1. ## Integration

Use the substitution x = 1/u to find the value of

$\int_{\frac{1}{2}}^{2} \frac {lnx}{1+x^2}dx$

2. Hi

$x=\frac{1}{u} \implies \mathrm{d}x=-\frac{\mathrm{d}u}{u^2}$

Substitute this in the integral, it should give something interesting.

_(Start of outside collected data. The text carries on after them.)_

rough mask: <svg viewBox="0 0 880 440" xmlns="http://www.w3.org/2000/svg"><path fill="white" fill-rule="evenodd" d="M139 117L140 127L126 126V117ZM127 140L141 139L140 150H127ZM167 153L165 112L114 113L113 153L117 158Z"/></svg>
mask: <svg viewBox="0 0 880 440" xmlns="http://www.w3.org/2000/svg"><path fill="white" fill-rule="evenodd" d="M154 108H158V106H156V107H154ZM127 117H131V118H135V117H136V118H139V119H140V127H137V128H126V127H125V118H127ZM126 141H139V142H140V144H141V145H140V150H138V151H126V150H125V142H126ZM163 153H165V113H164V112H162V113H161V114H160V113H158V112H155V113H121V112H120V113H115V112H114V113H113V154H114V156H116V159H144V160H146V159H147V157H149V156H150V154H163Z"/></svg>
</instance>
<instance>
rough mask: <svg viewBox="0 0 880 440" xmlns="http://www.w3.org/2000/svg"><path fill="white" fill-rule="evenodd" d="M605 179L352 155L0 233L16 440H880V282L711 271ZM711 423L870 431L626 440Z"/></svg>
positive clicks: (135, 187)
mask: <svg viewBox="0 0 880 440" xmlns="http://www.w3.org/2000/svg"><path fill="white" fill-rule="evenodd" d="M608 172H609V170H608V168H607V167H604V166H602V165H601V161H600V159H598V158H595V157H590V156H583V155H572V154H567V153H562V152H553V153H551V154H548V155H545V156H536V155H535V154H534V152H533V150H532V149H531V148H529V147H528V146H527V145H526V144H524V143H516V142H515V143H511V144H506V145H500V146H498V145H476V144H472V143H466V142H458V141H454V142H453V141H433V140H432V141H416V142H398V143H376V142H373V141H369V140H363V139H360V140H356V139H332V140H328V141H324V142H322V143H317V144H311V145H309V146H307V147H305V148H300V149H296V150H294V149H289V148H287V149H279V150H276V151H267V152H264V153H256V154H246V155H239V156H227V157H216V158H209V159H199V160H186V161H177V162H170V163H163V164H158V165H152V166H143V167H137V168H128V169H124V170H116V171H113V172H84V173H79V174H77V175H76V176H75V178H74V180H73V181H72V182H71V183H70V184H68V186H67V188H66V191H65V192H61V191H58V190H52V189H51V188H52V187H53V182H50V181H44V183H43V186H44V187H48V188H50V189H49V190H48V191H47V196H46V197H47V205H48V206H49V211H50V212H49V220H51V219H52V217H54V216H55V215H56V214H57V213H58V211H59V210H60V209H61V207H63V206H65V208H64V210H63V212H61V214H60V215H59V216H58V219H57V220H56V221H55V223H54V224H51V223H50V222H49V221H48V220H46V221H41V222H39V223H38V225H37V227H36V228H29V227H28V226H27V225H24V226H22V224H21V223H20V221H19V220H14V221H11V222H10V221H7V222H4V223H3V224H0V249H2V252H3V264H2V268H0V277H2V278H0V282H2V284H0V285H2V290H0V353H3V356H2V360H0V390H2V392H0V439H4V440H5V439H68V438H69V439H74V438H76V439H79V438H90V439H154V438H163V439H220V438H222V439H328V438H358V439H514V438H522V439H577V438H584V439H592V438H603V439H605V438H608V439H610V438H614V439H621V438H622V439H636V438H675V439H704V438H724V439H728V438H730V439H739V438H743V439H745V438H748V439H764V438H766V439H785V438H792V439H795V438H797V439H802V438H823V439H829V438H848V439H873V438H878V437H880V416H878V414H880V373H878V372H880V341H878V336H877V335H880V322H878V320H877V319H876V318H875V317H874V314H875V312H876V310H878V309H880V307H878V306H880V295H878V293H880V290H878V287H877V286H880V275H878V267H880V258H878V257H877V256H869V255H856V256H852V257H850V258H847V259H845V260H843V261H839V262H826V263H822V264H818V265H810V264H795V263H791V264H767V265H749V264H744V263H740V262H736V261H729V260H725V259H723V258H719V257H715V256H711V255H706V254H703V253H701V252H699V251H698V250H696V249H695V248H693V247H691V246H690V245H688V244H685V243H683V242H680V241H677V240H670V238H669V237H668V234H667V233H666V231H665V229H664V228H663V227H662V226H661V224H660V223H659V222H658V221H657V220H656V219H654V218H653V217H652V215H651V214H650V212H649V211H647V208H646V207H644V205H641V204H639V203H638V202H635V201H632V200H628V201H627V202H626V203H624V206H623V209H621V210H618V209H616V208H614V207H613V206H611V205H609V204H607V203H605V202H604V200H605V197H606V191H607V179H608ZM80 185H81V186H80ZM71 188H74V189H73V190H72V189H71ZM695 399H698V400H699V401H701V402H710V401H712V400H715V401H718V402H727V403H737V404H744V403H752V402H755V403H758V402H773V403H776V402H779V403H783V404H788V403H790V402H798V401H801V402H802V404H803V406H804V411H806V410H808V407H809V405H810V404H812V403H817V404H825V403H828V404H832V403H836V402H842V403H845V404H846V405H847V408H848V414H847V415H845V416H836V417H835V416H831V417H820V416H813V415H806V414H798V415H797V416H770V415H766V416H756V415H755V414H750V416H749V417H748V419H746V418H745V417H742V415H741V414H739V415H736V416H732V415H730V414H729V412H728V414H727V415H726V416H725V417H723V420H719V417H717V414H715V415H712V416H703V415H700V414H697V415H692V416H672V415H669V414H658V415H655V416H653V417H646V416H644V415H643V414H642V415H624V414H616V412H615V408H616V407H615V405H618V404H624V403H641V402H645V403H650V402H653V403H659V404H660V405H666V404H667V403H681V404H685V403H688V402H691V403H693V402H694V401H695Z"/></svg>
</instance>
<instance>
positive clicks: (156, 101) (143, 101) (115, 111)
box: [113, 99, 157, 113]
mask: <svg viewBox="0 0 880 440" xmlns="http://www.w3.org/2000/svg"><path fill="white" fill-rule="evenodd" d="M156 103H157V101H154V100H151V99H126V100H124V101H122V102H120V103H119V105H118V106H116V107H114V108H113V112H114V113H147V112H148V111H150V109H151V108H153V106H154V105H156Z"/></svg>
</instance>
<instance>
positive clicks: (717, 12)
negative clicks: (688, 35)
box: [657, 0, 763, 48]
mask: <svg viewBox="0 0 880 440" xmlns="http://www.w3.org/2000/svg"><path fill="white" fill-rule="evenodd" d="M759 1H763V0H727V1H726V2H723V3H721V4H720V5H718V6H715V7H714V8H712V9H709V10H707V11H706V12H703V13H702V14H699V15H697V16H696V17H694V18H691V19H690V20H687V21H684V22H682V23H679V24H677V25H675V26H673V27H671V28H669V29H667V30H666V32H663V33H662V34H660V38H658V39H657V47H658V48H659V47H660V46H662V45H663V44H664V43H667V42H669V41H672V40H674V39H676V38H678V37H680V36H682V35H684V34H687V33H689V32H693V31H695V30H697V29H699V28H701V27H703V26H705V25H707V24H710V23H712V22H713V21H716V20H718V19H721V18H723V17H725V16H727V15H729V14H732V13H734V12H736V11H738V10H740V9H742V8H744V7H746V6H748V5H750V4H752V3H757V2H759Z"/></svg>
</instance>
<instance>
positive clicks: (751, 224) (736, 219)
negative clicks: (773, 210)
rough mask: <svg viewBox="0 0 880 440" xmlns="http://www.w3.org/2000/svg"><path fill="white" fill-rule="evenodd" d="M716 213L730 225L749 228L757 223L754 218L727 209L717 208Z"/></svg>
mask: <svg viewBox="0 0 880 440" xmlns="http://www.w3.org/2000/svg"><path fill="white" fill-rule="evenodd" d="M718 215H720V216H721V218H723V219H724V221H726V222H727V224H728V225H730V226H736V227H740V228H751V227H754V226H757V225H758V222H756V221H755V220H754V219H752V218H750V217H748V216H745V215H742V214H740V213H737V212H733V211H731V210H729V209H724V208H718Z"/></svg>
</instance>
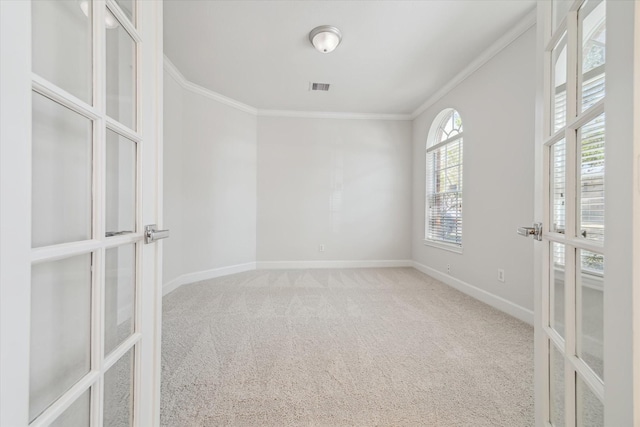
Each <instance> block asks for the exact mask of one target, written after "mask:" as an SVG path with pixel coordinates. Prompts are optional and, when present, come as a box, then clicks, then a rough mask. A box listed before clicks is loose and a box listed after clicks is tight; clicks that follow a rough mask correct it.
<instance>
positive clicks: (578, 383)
mask: <svg viewBox="0 0 640 427" xmlns="http://www.w3.org/2000/svg"><path fill="white" fill-rule="evenodd" d="M576 404H577V406H576V416H577V424H578V426H579V427H604V405H602V402H600V400H599V399H598V398H597V397H596V395H595V394H593V392H592V391H591V389H590V388H589V386H587V385H586V384H585V383H584V381H583V380H582V378H580V376H579V375H578V378H577V381H576Z"/></svg>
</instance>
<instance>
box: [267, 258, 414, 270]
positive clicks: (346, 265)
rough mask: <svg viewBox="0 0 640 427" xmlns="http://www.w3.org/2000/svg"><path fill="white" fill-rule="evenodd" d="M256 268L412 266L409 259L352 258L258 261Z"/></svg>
mask: <svg viewBox="0 0 640 427" xmlns="http://www.w3.org/2000/svg"><path fill="white" fill-rule="evenodd" d="M256 264H257V267H258V269H264V270H279V269H302V268H380V267H413V261H411V260H405V259H400V260H354V261H339V260H334V261H324V260H320V261H319V260H316V261H258V262H257V263H256Z"/></svg>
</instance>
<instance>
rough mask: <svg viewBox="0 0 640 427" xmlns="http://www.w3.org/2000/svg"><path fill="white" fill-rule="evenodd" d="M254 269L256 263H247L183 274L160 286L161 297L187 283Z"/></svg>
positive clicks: (219, 276)
mask: <svg viewBox="0 0 640 427" xmlns="http://www.w3.org/2000/svg"><path fill="white" fill-rule="evenodd" d="M255 269H256V263H255V262H248V263H245V264H236V265H230V266H228V267H220V268H213V269H211V270H204V271H196V272H195V273H188V274H183V275H182V276H178V277H176V278H175V279H173V280H171V281H170V282H167V283H165V284H164V285H163V286H162V296H165V295H167V294H168V293H169V292H173V291H175V290H176V289H178V288H179V287H180V286H182V285H186V284H187V283H195V282H200V281H202V280H208V279H214V278H216V277H222V276H228V275H230V274H236V273H242V272H245V271H252V270H255Z"/></svg>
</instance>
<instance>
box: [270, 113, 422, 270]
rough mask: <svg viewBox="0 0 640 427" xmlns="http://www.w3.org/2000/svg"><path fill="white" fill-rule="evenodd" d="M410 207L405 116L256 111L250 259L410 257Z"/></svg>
mask: <svg viewBox="0 0 640 427" xmlns="http://www.w3.org/2000/svg"><path fill="white" fill-rule="evenodd" d="M410 206H411V122H409V121H384V120H345V119H306V118H282V117H280V118H276V117H260V118H259V120H258V261H300V260H304V261H311V260H343V261H352V260H407V259H410V258H411V249H410V223H411V220H410V218H411V209H410ZM321 244H322V245H325V252H320V251H319V245H321Z"/></svg>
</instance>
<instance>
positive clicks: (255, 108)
mask: <svg viewBox="0 0 640 427" xmlns="http://www.w3.org/2000/svg"><path fill="white" fill-rule="evenodd" d="M164 69H165V70H166V71H167V72H168V73H169V75H170V76H171V77H173V78H174V80H175V81H176V82H177V83H178V84H179V85H180V86H182V87H183V88H184V89H186V90H188V91H190V92H193V93H197V94H199V95H202V96H204V97H206V98H209V99H212V100H214V101H217V102H219V103H221V104H225V105H227V106H229V107H233V108H235V109H237V110H240V111H244V112H245V113H249V114H253V115H254V116H256V115H258V109H257V108H254V107H252V106H250V105H247V104H244V103H242V102H240V101H236V100H235V99H233V98H229V97H227V96H224V95H221V94H219V93H218V92H214V91H212V90H209V89H207V88H204V87H202V86H198V85H197V84H195V83H192V82H190V81H189V80H187V79H186V78H185V76H184V75H183V74H182V73H181V72H180V70H178V68H177V67H176V66H175V65H174V64H173V62H171V60H170V59H169V58H167V56H166V55H164Z"/></svg>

3. $\displaystyle x=\frac{1}{u}\Rightarrow dx=-\frac{1}{u^2}du$
$\displaystyle x=\frac{1}{2}\Rightarrow t=2, \ x=2\Rightarrow t=\frac{1}{2}$.
So, $\displaystyle I=\int_{\frac{1}{2}}^2\frac{\ln x}{1+x^2}dx=\int_2^{\frac{1}{2}}\frac{\ln u}{1+u^2}du=-\int_{\frac{1}{2}}^2\frac{\ln u}{1+u^2}du=-I\Rightarrow I=0$

4. Note how the wording is just a little strange. "to find" isn't the usual task, is it?

Do the substitution. What happens?

Note the symmetry of the substitution with the limits of integration.

Hint: How many Numbers, R, can you think of where R = -R?